La partie la plus difficile du travail de tout manager est de dire à un employé qu’il ne peut plus rester dans la société, qu’il est « renvoyé », « viré, » « écarté, » ou éliminé de la masse salariale. C’est une conversation qui triture les boyaux quand on sait combien ce simple acte affecte la carrière d’une personne, son respect d’elle-même et son gagne-pain. Renvoyer un salarié affecte aussi tous les autres membres de votre équipe. Non seulement cela change des affectations de travail, mais cela fait aussi réfléchir les gens sur votre jugement de manager et leur propre sécurité d’emploi.
Premièrement, assurez-vous que laisser partir votre collaborateur est la dernière étape d’un processus prudent, réfléchi, juste et transparent qui a commencé longtemps avant le licenciement effectif. Autrement dit, si le renvoi est pour raison de mauvaise performance, il devrait se produire après une série de discussions sur la performance, avec des plans et des actions rectificatives documentés. Si c’est en raison d’une réorganisation ou d’une réduction de volume de travail, il devrait aussi suivre des conversations, des annonces et un délai « raisonnable » d’avertissement. La clé est que, si possible, le licenciement ne devrait pas survenir comme une surprise. Dans la plupart des sociétés, la fonction RH a des directives sur comment ce processus devrait se dérouler.

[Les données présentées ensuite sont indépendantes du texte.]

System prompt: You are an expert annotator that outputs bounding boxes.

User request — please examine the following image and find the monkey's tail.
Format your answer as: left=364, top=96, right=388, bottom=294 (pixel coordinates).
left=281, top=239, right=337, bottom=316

Deuxièmement, venez à la « réunion de révocation » préparé pour adresser les questions logistiques pratiques que la personne aura à propos de quitter son travail : Quelle est la date finale officielle ? Y a-t-il des dispositions financières qui accompagnent cette séparation ? Y a-t-il des opportunités ailleurs dans la société ? Y-a-t-il une aide au replacement ? Qu’est-ce qui arrive avec les avantages annexes ? Vous pouvez avoir besoin de l’aide des RH pour vous assurer que ces réponses soient prêtes.
Troisièmement, lors de la réunion soyez prêt à écouter et à ne pas réagir. La perte d’un travail peut être traumatisante et votre collaborateur peut afficher une variété d’émotions, qu’il pourrait diriger contre vous. Essayez de ne pas vous laisser prendre à répondre. Écoutez avec respect la personne et dirigez-la ensuite vers les aspects pratiques de la suite à venir. Offrez-lui d’en reparler plus tard quand les émotions ne sont pas si exacerbées, ou demandez à un conseiller RH formé de vous rejoindre.

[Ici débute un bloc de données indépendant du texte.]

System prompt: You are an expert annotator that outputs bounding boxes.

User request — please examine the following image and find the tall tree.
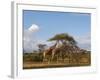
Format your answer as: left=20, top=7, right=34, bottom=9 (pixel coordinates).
left=48, top=33, right=77, bottom=45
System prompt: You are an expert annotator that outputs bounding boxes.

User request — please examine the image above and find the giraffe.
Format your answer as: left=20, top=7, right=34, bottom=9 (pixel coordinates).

Il y a des moments où agir selon les règles est important. Soyez têtu, persévérez, soyez inébranlable. Vous connaissez l’exercice. Mais en tant que consultant vous savez que vous atteindrez seulement un certain point en travaillant ainsi avec des clients qui sont quelque peu vagues sur ce dont ils ont besoin que vous réalisiez pour eux. Ils comptent sur votre expertise et votre créativité pour les guider tout au long du chemin qu’ils pensent vouloir suivre. Au bout de ce chemin peut être une solution dont ils n’ont aucune idée ni concept – mais ils espèrent certainement que vous l’avez – ou l’aurez bientôt.

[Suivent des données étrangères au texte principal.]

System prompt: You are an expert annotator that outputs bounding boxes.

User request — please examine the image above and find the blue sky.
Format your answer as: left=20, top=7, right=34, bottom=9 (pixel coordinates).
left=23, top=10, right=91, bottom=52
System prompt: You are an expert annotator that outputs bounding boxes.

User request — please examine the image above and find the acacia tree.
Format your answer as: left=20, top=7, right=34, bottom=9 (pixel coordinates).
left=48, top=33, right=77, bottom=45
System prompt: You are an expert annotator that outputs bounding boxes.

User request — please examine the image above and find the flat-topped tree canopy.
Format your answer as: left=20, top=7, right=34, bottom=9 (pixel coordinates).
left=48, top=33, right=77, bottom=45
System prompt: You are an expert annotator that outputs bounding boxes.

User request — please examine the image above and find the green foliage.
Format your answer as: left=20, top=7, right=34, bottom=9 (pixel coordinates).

En informaticien expérimenté, vous avez sans aucun doute une façon dont vous aimez faire les choses. Vous avez probablement des modèles pour les propositions, les rapports d’avancement, les factures et les minutes de réunion. Vous faites des choses à peu près identiques pour chaque client pour mettre une mission sur les rails. Mais de temps en temps vous tombez sur ce client qui a ses propres processus et plans sur comment les choses devraient aller. Correct? Vous ne les convaincrez pas en étant inflexible. Ce client particulier ne se sentira pas content et rassuré parce que vous avez tous vos petits canards bien alignés. Non, ce client ne sera rebuté par votre manque de flexibilité et peut immédiatement vous catégoriser comme borné et se déplacer vers le potentiel consultant suivant.
La capacité de donner et recevoir la critique peut en réalité signifier que vous êtes réellement devenu un consultant. Une fois que vous avez le niveau de confiance sur votre expertise de conseil pour pouvoir donner une critique où c’est nécessaire ET recevoir aussi la critique de manière constructive et l’utiliser dans votre intérêt pour vous améliorer, vous savez que vous êtes au bon endroit. Des consultants moins expérimentés peuvent se liquéfier quand critiqués et probablement renoncer à leur pratique de conseil. Ils peuvent aussi être incapables de critiquer les autres de manière constructive parce qu’ils manquent de confiance en leur propre jugement.